GPT Crawler: How to Create Knowledge Files from URLs to ChatGPT Automatically

Photo of author
Written By Alston Antony

Created 10k plus community of business owners and helped thosands of digital business transformations.

Introduction to GPT-Crawler

In this guide, we are going to take an in-depth look on GPT-Crawler, which is a gitub code available right now, which is an easy-to-use solution to create knowledge-based files in JSON format, which you can use it for ChatGPT or Custom GPT, AI-assistance, or even in your playground within your OpenAI account.

You just need to provide the URL parameters. It will create a custom knowledge base file in JSON format, which you can use it easily.

In this video, I will show you how you can download it, set it up, instal, and start using this file for you. So without further ado, let me directly go into the video.

First, this is the project which I was talking about. I will leave a link for this in the description, which is called GPT Crawler, which I discovered it just today itself after seeing so many tweets on Twitter.

Basically, what they are saying this will do is crawl a site to generate knowledge file to create your own custom GPT from one or multiple URLs. And they have given a basic introduction video example is provided and what we need to do in order to get started, which I will explain in just a moment, and configuration settings and how you can go about creating custom GPT with these knowledge files and create custom assistant.

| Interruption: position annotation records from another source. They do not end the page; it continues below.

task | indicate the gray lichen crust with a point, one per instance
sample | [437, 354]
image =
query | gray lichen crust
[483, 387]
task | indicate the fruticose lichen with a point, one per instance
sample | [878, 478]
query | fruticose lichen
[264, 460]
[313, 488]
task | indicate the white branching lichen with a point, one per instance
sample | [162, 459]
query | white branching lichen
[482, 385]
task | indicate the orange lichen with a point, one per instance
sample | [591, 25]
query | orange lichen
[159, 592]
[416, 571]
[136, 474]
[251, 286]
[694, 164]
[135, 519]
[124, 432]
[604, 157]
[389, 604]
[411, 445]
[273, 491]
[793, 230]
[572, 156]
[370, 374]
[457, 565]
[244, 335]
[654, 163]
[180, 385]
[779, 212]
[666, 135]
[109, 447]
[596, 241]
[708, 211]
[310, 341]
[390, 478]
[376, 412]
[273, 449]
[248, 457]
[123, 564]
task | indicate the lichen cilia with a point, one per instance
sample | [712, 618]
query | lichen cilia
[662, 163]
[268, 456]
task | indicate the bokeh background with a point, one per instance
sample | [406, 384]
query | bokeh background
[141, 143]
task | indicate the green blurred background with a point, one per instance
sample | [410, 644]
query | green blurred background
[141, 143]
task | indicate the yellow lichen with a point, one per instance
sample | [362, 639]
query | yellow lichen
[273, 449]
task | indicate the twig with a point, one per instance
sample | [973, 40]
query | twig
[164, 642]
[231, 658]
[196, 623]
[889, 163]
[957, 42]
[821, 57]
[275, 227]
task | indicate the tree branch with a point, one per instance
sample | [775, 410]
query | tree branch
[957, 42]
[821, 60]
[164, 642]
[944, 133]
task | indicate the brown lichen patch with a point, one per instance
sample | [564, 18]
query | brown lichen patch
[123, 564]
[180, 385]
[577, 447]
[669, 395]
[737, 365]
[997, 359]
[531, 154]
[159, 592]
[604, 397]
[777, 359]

If this is confusing, just in case I will explain each of this as I go through this in the video.

Links mentioned the video:

Installation and Setup of GPT Crawler

First, let me see how we can download and instal it so we can start using it. So in order to make this whole process easy, first make sure that you have the node JS installed on your computer, because I did encounter an error while installing, then only I noticed that I don’t have the node JS.

So first step is to download the node JS, which I will leave the link in the description, choose your operating system based on what you need. I basically I’m a Windows user, so I use this and instal the node.Js

The installation wizard is pretty easy.

There is no custom option. Just click Next, Next until you go to the finish button.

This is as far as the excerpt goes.